Livestock Disaster Relief Act Introduced
By: Sydney Sheffield
The Livestock Disaster Relief Act was recently introduced by Senator John Hoeven (R-ND) and Senator Jon Tester (D-MT). The bipartisan bill will improve the Livestock Forage Program and Emergency Livestock Assistance Program to better meet the needs of producers facing severe drought and other natural disasters.
"We are experiencing a devastating drought that has touched every corner of Montana and put a real hurt on livestock producers in our state," said Tester in a press release. "This bipartisan bill will beef up critical livestock disaster programs, providing additional certainty so Montana ranchers can better weather disasters and emerge whole on the other side."
The bill will make changes to the Livestock Forage Program (LFP) by increasing coverage for monthly feed costs to 80 percent, including unweaned cattle in eligible livestock, increasing the number of months a producer can receive payments, and improving the formula used to calculate monthly feed costs.
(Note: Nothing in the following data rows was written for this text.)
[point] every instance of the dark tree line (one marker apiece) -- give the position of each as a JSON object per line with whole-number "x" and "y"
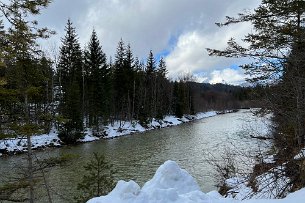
{"x": 95, "y": 91}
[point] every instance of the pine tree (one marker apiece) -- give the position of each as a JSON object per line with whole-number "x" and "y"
{"x": 151, "y": 85}
{"x": 97, "y": 76}
{"x": 70, "y": 72}
{"x": 20, "y": 56}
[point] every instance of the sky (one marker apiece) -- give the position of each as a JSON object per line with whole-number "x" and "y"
{"x": 178, "y": 30}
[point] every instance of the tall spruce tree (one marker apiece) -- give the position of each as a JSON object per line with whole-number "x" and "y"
{"x": 70, "y": 72}
{"x": 98, "y": 87}
{"x": 151, "y": 85}
{"x": 19, "y": 54}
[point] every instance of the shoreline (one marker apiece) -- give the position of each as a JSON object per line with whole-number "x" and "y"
{"x": 15, "y": 146}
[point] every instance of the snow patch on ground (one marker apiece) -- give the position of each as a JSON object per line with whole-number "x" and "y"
{"x": 171, "y": 184}
{"x": 300, "y": 155}
{"x": 268, "y": 185}
{"x": 14, "y": 145}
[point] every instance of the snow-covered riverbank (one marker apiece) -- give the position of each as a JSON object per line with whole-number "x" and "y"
{"x": 171, "y": 184}
{"x": 19, "y": 145}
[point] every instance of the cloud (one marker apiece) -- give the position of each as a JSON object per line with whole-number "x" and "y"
{"x": 180, "y": 29}
{"x": 228, "y": 75}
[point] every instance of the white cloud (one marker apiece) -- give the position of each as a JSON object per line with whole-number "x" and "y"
{"x": 228, "y": 75}
{"x": 185, "y": 28}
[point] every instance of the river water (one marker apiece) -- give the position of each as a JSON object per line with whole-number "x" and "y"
{"x": 137, "y": 156}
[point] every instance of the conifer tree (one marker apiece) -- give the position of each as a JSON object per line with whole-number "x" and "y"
{"x": 20, "y": 56}
{"x": 97, "y": 76}
{"x": 70, "y": 72}
{"x": 151, "y": 85}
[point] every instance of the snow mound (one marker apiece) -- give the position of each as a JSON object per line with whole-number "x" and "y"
{"x": 171, "y": 184}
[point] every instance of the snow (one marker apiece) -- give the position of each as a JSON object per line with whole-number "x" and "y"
{"x": 300, "y": 155}
{"x": 171, "y": 184}
{"x": 38, "y": 141}
{"x": 89, "y": 137}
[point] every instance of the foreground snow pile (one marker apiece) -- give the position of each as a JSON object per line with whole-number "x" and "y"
{"x": 171, "y": 184}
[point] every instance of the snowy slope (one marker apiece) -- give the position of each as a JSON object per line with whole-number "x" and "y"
{"x": 171, "y": 184}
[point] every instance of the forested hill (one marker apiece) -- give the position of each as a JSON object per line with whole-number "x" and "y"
{"x": 83, "y": 88}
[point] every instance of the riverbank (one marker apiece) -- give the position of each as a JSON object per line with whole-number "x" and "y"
{"x": 18, "y": 145}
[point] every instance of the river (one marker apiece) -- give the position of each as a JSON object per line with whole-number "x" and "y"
{"x": 138, "y": 156}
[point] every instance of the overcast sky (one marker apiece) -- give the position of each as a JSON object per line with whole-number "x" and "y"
{"x": 180, "y": 30}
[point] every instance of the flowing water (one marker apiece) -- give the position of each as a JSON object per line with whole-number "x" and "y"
{"x": 137, "y": 156}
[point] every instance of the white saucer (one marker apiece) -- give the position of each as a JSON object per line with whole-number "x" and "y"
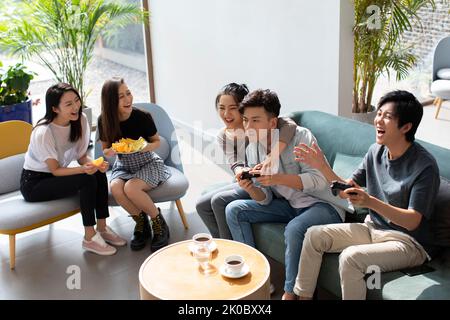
{"x": 244, "y": 271}
{"x": 212, "y": 246}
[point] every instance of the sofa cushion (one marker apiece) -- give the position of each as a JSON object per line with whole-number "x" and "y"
{"x": 344, "y": 164}
{"x": 443, "y": 73}
{"x": 394, "y": 285}
{"x": 441, "y": 215}
{"x": 269, "y": 239}
{"x": 16, "y": 213}
{"x": 164, "y": 148}
{"x": 10, "y": 171}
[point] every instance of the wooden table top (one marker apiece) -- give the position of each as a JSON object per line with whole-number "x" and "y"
{"x": 173, "y": 273}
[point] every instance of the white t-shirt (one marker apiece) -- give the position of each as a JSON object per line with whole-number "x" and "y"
{"x": 52, "y": 142}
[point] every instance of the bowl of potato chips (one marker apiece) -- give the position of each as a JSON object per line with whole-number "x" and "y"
{"x": 129, "y": 146}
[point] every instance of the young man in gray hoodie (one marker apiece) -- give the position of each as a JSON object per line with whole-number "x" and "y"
{"x": 293, "y": 193}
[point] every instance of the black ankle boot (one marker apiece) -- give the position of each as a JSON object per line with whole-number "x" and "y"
{"x": 161, "y": 232}
{"x": 142, "y": 232}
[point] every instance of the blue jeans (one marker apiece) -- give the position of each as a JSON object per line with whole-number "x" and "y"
{"x": 241, "y": 214}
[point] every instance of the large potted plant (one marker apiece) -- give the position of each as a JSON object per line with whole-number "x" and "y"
{"x": 14, "y": 101}
{"x": 378, "y": 48}
{"x": 61, "y": 34}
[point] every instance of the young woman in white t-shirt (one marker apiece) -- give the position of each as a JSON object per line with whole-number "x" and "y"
{"x": 233, "y": 142}
{"x": 58, "y": 139}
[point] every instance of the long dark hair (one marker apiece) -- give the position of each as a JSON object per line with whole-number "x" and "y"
{"x": 52, "y": 99}
{"x": 110, "y": 111}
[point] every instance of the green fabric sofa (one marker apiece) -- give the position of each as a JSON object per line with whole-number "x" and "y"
{"x": 344, "y": 143}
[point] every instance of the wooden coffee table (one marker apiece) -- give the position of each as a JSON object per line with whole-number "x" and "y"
{"x": 173, "y": 273}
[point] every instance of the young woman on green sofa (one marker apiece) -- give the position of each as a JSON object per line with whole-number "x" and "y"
{"x": 232, "y": 140}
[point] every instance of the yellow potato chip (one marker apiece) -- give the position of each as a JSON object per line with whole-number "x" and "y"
{"x": 127, "y": 145}
{"x": 98, "y": 162}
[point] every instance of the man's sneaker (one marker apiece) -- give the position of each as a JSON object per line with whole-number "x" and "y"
{"x": 98, "y": 246}
{"x": 142, "y": 232}
{"x": 161, "y": 232}
{"x": 112, "y": 238}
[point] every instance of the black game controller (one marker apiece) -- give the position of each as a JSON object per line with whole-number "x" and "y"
{"x": 336, "y": 186}
{"x": 246, "y": 175}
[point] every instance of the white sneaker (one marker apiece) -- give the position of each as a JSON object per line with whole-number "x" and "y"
{"x": 98, "y": 246}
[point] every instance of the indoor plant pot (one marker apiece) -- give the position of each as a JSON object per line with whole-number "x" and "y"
{"x": 14, "y": 101}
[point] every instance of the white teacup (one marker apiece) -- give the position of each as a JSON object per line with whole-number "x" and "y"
{"x": 202, "y": 239}
{"x": 234, "y": 263}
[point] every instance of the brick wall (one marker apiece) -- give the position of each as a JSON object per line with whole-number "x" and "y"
{"x": 436, "y": 25}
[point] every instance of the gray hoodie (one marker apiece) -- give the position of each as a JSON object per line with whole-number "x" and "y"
{"x": 315, "y": 186}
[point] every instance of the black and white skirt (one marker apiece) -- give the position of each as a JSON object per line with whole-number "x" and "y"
{"x": 147, "y": 166}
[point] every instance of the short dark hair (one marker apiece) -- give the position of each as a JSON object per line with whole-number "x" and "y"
{"x": 237, "y": 91}
{"x": 407, "y": 110}
{"x": 262, "y": 98}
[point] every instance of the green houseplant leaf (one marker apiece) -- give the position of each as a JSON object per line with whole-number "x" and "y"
{"x": 14, "y": 84}
{"x": 378, "y": 47}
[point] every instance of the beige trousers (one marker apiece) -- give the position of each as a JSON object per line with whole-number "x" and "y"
{"x": 362, "y": 247}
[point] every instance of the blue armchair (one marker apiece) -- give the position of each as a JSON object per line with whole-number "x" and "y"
{"x": 174, "y": 188}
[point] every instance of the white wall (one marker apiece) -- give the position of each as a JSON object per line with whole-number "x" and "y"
{"x": 301, "y": 49}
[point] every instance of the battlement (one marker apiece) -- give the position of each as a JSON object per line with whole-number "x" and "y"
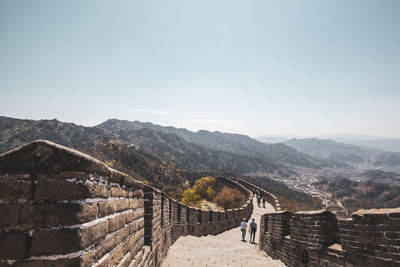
{"x": 318, "y": 238}
{"x": 62, "y": 207}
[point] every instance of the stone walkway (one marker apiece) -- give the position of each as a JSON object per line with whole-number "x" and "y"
{"x": 225, "y": 249}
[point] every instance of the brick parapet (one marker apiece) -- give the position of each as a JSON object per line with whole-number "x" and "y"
{"x": 270, "y": 198}
{"x": 317, "y": 238}
{"x": 50, "y": 193}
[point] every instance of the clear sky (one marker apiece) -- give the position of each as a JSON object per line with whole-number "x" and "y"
{"x": 253, "y": 67}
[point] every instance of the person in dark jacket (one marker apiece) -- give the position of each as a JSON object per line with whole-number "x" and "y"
{"x": 253, "y": 230}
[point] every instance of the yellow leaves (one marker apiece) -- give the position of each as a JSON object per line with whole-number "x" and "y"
{"x": 190, "y": 197}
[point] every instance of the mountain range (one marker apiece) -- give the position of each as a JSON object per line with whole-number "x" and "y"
{"x": 374, "y": 142}
{"x": 169, "y": 157}
{"x": 199, "y": 151}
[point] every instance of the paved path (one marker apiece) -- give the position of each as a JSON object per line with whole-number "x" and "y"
{"x": 225, "y": 249}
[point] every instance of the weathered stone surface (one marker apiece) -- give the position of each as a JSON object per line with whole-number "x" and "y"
{"x": 46, "y": 157}
{"x": 13, "y": 245}
{"x": 55, "y": 214}
{"x": 116, "y": 222}
{"x": 106, "y": 208}
{"x": 12, "y": 188}
{"x": 56, "y": 189}
{"x": 9, "y": 214}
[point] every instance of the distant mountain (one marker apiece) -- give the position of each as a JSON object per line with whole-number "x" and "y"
{"x": 374, "y": 142}
{"x": 16, "y": 132}
{"x": 346, "y": 153}
{"x": 198, "y": 151}
{"x": 382, "y": 144}
{"x": 272, "y": 154}
{"x": 272, "y": 139}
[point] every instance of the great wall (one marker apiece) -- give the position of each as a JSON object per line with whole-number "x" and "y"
{"x": 60, "y": 207}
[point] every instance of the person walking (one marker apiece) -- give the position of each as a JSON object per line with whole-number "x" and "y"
{"x": 253, "y": 230}
{"x": 243, "y": 228}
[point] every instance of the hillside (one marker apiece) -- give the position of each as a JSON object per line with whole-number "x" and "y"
{"x": 365, "y": 194}
{"x": 16, "y": 132}
{"x": 200, "y": 151}
{"x": 232, "y": 143}
{"x": 346, "y": 153}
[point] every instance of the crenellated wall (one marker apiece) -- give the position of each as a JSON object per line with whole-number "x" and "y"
{"x": 59, "y": 207}
{"x": 270, "y": 198}
{"x": 317, "y": 238}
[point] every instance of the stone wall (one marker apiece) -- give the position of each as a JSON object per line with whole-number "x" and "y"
{"x": 270, "y": 198}
{"x": 317, "y": 238}
{"x": 59, "y": 207}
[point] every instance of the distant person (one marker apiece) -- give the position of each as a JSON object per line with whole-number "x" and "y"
{"x": 253, "y": 230}
{"x": 243, "y": 228}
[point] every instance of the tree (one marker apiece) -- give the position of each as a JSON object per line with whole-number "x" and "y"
{"x": 229, "y": 198}
{"x": 190, "y": 197}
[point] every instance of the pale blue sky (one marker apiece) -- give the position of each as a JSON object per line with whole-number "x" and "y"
{"x": 252, "y": 67}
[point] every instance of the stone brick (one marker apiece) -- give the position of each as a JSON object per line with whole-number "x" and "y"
{"x": 121, "y": 204}
{"x": 116, "y": 255}
{"x": 12, "y": 188}
{"x": 117, "y": 191}
{"x": 105, "y": 246}
{"x": 47, "y": 242}
{"x": 125, "y": 260}
{"x": 106, "y": 208}
{"x": 13, "y": 245}
{"x": 44, "y": 214}
{"x": 57, "y": 189}
{"x": 116, "y": 222}
{"x": 9, "y": 214}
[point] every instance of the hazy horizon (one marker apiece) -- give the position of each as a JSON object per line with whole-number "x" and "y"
{"x": 303, "y": 68}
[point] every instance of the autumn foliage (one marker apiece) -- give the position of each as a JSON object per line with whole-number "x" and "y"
{"x": 229, "y": 198}
{"x": 206, "y": 189}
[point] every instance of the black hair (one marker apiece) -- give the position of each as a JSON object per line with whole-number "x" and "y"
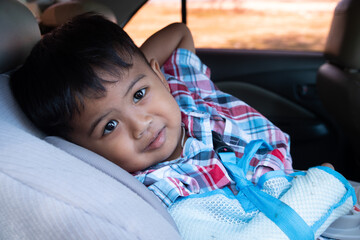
{"x": 61, "y": 70}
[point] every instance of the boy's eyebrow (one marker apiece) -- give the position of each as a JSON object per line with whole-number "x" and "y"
{"x": 133, "y": 82}
{"x": 96, "y": 122}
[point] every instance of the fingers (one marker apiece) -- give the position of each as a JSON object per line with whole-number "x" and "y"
{"x": 328, "y": 165}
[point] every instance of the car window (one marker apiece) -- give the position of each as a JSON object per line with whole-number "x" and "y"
{"x": 300, "y": 25}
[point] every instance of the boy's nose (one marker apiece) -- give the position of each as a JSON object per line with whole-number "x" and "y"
{"x": 140, "y": 124}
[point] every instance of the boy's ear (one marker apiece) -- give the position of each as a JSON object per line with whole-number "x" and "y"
{"x": 156, "y": 68}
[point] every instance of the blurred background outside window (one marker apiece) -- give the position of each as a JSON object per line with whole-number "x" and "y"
{"x": 300, "y": 25}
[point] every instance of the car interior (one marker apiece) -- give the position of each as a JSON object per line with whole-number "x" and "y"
{"x": 53, "y": 189}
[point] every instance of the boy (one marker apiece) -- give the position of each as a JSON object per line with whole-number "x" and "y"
{"x": 87, "y": 82}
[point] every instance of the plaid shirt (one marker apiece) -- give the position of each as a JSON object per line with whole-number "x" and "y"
{"x": 204, "y": 108}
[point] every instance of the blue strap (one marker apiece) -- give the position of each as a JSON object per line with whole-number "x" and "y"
{"x": 277, "y": 211}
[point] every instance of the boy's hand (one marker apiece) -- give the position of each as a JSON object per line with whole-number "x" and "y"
{"x": 328, "y": 165}
{"x": 161, "y": 44}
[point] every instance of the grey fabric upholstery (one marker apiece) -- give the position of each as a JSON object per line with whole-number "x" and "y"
{"x": 61, "y": 12}
{"x": 111, "y": 170}
{"x": 47, "y": 193}
{"x": 338, "y": 79}
{"x": 17, "y": 34}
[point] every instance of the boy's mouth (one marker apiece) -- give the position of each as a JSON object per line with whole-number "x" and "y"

It will adjust the Emergency Livestock Assistance Program (ELAP) by specifying drought as a covered adverse weather event, removing restrictions on types of covered losses and disasters, and identifying transportation costs for feed and water as a covered loss.
Shortly after the announcement of this bill, The United States Department of Agriculture (USDA) announced it modified the ELAP to expand assistance to cover feed transportation costs for ranchers hit by the historic drought. “I am glad USDA adopted a provision of my bipartisan plan to provide additional relief to folks who need it, and I will continue pushing aggressively to make sure this critical relief gets out the door and into the hands of folks who need it as quickly as possible,” Tester stated.
“USDA is currently determining how our disaster assistance programs can best help alleviate the significant economic, physical and emotional strain agriculture producers are experiencing due to drought conditions,” said Agriculture Secretary Tom Vilsack. “The duration and intensity of current drought conditions are merciless, and the impacts of this summer’s drought will be felt by producers for months to come. Today’s announcement is to provide relief as ranchers make fall and winter herd management decisions.”
Previously, ELAP only compensated producers for the cost of hauling water. This new ELAP coverage will supplement the LFP, which provides payments to producers for the cost of hay. The deadline to apply for the payment for the 2021 program year is January 31, 2022.
“Our producers have faced severe challenges due to the drought this year and that includes increased feed transportation costs,” said Hoeven. “After hosting FSA Administrator Ducheneaux in North Dakota to hear directly from our farmers and ranchers, we worked with the Administrator to expand ELAP to help cover producers’ feed transportation costs. This is much-needed assistance and is an important tool in helping our producers weather this drought.”